The likelihood of this pattern of results arising without a new particle's existence are less than one in three million, Narain said in a University press release this summer.


"The fact that we found a new particle is fundamentally very important. There is a particle, which decays in a certain way and which is produced with a certain probability," Landsberg said. "It's the most important discovery of the century, if not the last 50 years of particle physics." 


The particle could have slightly different properties from the one needed to complete the Standard Model, Landsberg said. Researchers will continue to analyze the decay channels to strengthen their understanding of what it is, he said.  

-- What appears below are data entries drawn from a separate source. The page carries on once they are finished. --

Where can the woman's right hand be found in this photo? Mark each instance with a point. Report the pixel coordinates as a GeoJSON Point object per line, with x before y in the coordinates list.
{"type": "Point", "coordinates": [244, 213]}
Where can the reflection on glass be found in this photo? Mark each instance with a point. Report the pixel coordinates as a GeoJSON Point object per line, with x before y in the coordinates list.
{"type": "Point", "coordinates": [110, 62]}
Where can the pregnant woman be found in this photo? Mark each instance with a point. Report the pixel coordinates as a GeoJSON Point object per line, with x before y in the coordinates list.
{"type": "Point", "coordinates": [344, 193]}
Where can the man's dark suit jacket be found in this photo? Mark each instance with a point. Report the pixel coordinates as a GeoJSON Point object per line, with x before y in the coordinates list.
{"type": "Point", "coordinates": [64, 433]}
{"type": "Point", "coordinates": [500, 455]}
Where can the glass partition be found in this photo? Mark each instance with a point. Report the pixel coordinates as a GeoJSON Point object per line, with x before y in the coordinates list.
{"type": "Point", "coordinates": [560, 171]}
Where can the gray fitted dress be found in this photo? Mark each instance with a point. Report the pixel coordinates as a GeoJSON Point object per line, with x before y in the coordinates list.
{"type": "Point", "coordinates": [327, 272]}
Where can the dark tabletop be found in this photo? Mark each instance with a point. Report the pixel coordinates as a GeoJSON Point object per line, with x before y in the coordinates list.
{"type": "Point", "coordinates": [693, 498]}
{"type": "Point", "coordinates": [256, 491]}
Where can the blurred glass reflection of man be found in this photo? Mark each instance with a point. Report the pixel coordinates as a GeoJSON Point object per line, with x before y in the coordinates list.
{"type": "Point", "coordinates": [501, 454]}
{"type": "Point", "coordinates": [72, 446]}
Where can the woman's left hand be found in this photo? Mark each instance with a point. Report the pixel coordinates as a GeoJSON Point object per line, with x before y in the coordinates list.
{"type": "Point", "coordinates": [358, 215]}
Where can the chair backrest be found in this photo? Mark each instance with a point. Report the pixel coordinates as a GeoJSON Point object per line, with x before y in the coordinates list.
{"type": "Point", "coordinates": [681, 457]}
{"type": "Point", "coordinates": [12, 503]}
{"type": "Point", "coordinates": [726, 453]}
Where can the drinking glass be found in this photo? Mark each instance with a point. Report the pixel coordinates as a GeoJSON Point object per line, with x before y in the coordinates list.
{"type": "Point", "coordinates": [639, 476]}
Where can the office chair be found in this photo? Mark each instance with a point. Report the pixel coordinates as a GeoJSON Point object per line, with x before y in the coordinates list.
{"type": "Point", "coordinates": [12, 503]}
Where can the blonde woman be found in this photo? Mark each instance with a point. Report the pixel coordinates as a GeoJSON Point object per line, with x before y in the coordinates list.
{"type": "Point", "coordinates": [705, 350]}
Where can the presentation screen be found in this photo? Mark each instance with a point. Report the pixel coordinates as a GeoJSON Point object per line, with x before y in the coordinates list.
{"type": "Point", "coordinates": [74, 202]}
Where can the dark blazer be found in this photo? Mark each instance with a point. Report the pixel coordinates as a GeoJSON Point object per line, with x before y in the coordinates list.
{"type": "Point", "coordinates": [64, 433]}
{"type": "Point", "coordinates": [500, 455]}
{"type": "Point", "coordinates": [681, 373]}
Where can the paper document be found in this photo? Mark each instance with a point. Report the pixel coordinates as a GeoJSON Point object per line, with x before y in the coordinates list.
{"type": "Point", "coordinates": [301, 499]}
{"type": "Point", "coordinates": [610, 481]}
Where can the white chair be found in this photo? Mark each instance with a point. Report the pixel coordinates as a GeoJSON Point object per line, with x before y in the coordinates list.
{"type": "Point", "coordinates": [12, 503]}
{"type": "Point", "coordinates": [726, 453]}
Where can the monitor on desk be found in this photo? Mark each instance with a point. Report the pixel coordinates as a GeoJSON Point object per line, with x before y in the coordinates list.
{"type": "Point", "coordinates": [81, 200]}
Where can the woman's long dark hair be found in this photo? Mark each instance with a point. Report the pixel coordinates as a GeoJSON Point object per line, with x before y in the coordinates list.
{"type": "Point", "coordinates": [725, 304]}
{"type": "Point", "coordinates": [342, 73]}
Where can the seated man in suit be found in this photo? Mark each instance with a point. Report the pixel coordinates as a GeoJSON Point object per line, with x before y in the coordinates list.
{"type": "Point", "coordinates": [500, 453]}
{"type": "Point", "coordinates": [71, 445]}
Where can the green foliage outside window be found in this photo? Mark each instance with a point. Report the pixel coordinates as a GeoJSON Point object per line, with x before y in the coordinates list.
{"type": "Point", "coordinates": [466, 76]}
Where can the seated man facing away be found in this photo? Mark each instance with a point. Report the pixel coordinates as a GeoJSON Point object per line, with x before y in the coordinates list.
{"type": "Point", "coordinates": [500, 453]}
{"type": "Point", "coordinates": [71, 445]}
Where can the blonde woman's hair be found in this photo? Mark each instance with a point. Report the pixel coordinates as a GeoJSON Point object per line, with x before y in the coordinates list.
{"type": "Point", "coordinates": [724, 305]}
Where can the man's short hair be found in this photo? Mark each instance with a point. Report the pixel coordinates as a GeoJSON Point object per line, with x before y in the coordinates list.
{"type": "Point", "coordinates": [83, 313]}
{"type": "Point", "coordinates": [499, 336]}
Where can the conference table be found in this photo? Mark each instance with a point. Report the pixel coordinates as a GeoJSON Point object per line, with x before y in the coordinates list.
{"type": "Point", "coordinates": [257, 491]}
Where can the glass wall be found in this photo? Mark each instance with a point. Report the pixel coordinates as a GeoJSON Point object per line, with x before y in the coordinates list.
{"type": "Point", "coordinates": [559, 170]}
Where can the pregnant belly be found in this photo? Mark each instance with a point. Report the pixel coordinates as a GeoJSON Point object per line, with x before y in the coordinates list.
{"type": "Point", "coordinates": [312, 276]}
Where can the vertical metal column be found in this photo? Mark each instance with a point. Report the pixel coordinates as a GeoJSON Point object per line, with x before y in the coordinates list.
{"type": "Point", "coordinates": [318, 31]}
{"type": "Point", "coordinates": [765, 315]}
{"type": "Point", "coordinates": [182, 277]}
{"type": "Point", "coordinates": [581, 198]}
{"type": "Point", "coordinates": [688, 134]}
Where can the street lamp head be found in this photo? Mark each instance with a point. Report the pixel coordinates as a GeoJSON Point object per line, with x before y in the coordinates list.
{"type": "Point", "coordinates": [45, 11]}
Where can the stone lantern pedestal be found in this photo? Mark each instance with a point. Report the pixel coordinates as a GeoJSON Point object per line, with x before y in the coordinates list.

By the time the collider shuts down for upgrades in December, researchers will be able to analyze six times as much data as was used in the discovery, Narain wrote.


If it is the Higgs boson, many questions still remain, such as why it has its particular mass. 


Landsberg said he is often asked about the practical implications of the discovery, which he said "are not quite clear yet." But, he added, many other scientific discoveries - such as Rutherford's discovery of the atomic nucleus - did not have immediately obvious practical applications. "Yet just 30 years later we had nuclear power plants and nuclear bombs."


He called the findings to date the "first step on a long road to understanding the true nature of this particle."



Pushing the boundaries of physics


For other researchers, the potential discovery of the particle is just the beginning of a new era of particle physics.


Cutts, for instance, said his work on the CMS experiment is  "not just a search for the Higgs ­- it's a study of top quarks, it's a study of the electroweak interactions, it's understanding something called quantum thermodynamics and the types of jets of particles that quarks materialize. There's a whole lot of fundamental physics that we probe."


The fact that scientists now have tools that can collide particles with enough
energy to possibly create a Higgs boson means that "there are very likely other particles that are in our reach to discover," Cutts said.


"We've finally gotten to an energy level where we can start seeing new things," he added. He said though the new particle is likely the Higgs that completes the Standard Model, the new things that they will likely soon discover will exist in the realm of physics beyond the boundaries of that model. "That's what I'm looking forward to," he said.



The biggest reward


But for all the physicists, the best part of the search for the Higgs was being part of such a collaborative effort. 


"Just the thought that so many people could come together from so many places in the world," is what was most rewarding, Heintz said. 


"These discoveries really take thousands of people working together," Landsberg said. "This is really a triumph for science, not a triumph for individuals - really a triumph for all of civilization."



Correction: Due to an editing error, an earlier version of the caption corresponding to this article incorrectly implied that the described research had led to proof of the existence of the Higgs boson. As the article describes, the research instead led to evidence that a new particle thus far consistent with the Higgs boson needed to complete the Standard Model exists. The Herald regrets the error. 


An earlier version of this article stated that Gerald Guralnick, professor of physics at Brown, and his colleague Carl Hagen collaborated on a paper proposing the existence of what is now known as the Higgs boson. British scientist Tom Kibble also collaborated on the paper.